The next morning, Jose found his son unconscious on the living room couch. Members of the Clark Police Department rushed to the scene and tried to administer Narcan to reverse the effects of the overdose, but Jose explains that it was “just too late.”

“I knew that he was gone. He was pale,” Jose says. “It’s the worst thing that you can possibly ever imagine. It will never leave me.”

Joseph Anthony Lanza died on April 5, 2016 at age 23.

“He tried his hardest to beat this demon that takes over. And he was one of those kids that was a fighter,” Jose explains. “The fight was just too much for him.”

Later in the video, Jose reflects on the changes in his life in the years since his son’s death.

“I’m still numb, and this is going on two years now,” Jose says, revealing that both he and his daughter, Joseph’s sister, have struggled to cope with Joseph’s death. “It’s hard going to a [family] function, and seeing all the kids that grew up together as cousins, minus one.”

Jose hopes that sharing his son’s story will make a difference in the lives of others. “I want to reach out to parents [and] to young adults in high school,” he says. “Hopefully, by you watching me here, I can maybe get through to you.”

“This epidemic will take somebody from you that you love dearly. Don’t even do it, not even once,” he continues. “There’s no need to. If you have a need for something like that, then you’re forgetting the love” of family members, friends, and others.”

Jose also tries to dispel a misconception about those who become addicted to drugs. “People think that [if] you’re an addict, you’re a junkie. That’s incorrect,” he says, explaining that his son “came from a great family, a great town, [and] great friends.”

Near the end of the video, Jose shares valuable advice for both parents and children. “Parents, spend time with your kids, don’t brush them off. Kids, talk to your parents,” he says. “Think about your choices. Parents, kids, think about it all. Don’t let this disease grab you.”

“This is a terrible, terrible disease,” he adds. “Once this demon grabs you, it won’t let you go.”

According to attendees Soos was passionate about influencing attendeesto realize never is enough when it comes to drugs.   "We can’t stress enough to kids and adults just how dangerous opioids are.
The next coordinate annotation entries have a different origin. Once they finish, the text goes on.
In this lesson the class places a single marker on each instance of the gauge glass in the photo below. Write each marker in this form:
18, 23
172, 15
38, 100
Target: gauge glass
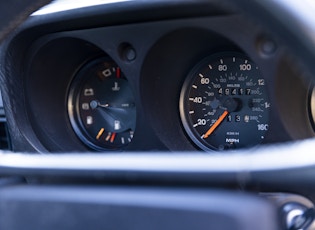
224, 103
101, 106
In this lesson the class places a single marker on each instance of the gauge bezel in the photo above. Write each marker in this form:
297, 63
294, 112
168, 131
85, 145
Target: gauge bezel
79, 81
184, 95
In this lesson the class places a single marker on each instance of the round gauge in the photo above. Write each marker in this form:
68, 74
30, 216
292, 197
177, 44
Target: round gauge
101, 106
224, 103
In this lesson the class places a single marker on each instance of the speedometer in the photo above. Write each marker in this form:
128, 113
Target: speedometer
224, 103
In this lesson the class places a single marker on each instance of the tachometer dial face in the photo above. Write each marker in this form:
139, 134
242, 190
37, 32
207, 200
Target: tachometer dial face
224, 103
101, 106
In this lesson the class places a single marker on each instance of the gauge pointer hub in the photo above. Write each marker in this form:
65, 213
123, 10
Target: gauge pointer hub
215, 125
230, 105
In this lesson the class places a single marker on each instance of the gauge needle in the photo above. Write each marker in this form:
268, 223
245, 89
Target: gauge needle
216, 124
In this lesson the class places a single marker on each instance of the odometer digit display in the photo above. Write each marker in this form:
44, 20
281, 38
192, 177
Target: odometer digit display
224, 103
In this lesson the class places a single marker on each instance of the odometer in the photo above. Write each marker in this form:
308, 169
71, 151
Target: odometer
224, 103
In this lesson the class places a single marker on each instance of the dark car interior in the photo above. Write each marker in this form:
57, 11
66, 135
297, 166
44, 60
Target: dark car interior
157, 114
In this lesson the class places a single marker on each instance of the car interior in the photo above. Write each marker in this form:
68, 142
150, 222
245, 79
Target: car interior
139, 114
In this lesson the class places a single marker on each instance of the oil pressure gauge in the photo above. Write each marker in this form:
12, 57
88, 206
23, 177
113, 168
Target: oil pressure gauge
224, 103
101, 106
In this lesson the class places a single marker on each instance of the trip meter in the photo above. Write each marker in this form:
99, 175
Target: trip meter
224, 103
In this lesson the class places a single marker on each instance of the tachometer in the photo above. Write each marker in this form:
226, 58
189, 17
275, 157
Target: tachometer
224, 103
101, 106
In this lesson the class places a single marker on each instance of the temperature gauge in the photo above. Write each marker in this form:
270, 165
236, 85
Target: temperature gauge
101, 106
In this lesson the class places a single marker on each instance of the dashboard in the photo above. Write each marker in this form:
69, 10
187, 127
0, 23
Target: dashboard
164, 114
134, 86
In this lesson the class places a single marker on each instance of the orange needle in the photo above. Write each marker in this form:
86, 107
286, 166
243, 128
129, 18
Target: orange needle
216, 124
112, 137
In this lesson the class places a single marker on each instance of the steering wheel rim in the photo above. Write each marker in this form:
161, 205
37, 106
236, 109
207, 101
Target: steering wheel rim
14, 12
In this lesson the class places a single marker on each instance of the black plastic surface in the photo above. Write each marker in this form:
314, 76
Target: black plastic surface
74, 207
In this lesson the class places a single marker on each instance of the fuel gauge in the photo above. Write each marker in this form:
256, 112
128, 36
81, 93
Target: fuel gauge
101, 106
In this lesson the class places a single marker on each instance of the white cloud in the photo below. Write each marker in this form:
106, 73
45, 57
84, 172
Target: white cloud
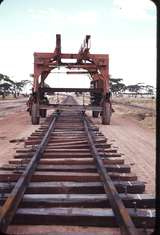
134, 9
59, 17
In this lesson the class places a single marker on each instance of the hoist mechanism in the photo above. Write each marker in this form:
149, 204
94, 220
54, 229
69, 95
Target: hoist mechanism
96, 65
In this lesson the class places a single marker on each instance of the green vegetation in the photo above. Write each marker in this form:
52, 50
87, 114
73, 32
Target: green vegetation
10, 87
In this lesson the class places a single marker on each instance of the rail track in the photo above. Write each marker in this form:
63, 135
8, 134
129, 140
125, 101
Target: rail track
68, 174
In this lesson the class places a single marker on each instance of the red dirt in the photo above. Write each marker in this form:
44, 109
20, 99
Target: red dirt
133, 140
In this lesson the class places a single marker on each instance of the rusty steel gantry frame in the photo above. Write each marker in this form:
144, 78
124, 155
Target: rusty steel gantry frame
97, 65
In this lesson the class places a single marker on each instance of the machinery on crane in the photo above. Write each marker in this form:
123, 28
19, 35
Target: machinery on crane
97, 65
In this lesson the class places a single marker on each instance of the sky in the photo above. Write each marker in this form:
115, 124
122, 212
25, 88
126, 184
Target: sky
124, 29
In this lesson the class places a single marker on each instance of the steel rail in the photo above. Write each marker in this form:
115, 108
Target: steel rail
123, 218
8, 210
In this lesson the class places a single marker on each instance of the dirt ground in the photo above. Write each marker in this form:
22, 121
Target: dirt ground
134, 139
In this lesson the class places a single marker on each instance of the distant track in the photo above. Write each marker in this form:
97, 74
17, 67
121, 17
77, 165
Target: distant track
68, 174
136, 106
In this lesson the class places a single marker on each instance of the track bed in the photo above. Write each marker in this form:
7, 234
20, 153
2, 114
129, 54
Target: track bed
67, 186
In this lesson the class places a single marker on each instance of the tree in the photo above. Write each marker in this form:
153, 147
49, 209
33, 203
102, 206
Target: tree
8, 86
5, 85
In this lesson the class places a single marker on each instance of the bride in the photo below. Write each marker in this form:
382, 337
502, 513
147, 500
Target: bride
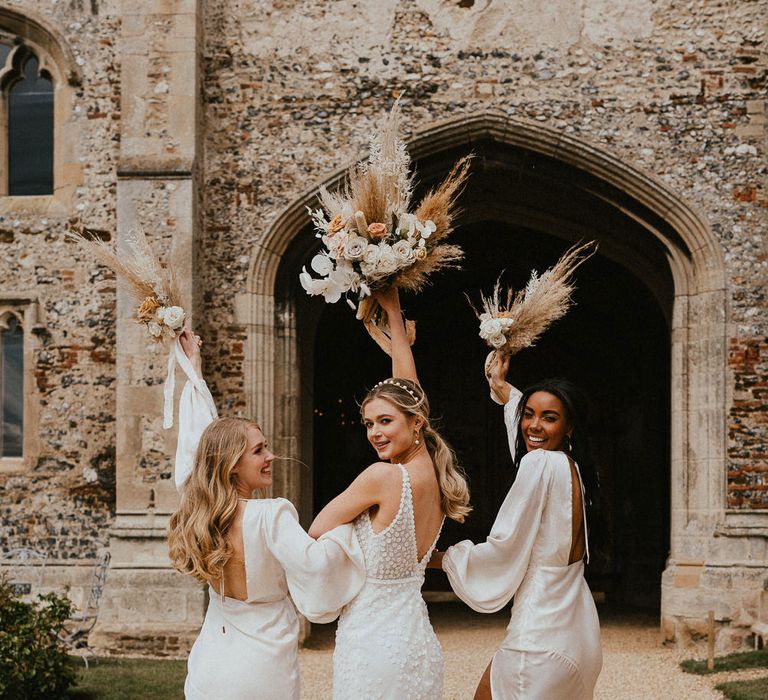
385, 645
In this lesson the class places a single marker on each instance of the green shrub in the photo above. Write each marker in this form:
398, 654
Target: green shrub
33, 662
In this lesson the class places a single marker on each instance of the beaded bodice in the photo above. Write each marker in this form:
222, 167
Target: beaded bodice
393, 552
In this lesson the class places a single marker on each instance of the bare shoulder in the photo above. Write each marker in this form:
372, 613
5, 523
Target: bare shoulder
540, 461
381, 473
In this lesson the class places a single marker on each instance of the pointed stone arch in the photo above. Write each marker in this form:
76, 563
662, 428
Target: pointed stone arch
694, 305
34, 36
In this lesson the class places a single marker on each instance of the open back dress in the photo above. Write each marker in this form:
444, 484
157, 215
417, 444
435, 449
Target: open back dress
552, 648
The program shared important information on this epidemic and its impact on our youth communicating the message 'Not Even Once,'"  said Soos.

 Clark Police Chief Pedro Matos explained in the video that both Clark and Union County “have experienced an alarming increase in opioid use and opioid overdose deaths over the last couple of years.” According to Matos, over 250 people in Union County have died of opioid overdoses since 2015.

Superintendent Ed Grande expressed gratitude to Soos for addressing the students.    "We are very thankful to Detective Soos for giving presentations on the dangers of opioid use to our parents and all ALJ students.  He also presented to our district-wide staff last May and each of these sessions was highly informative on this beyond dangerous societal trend,"   said Grande.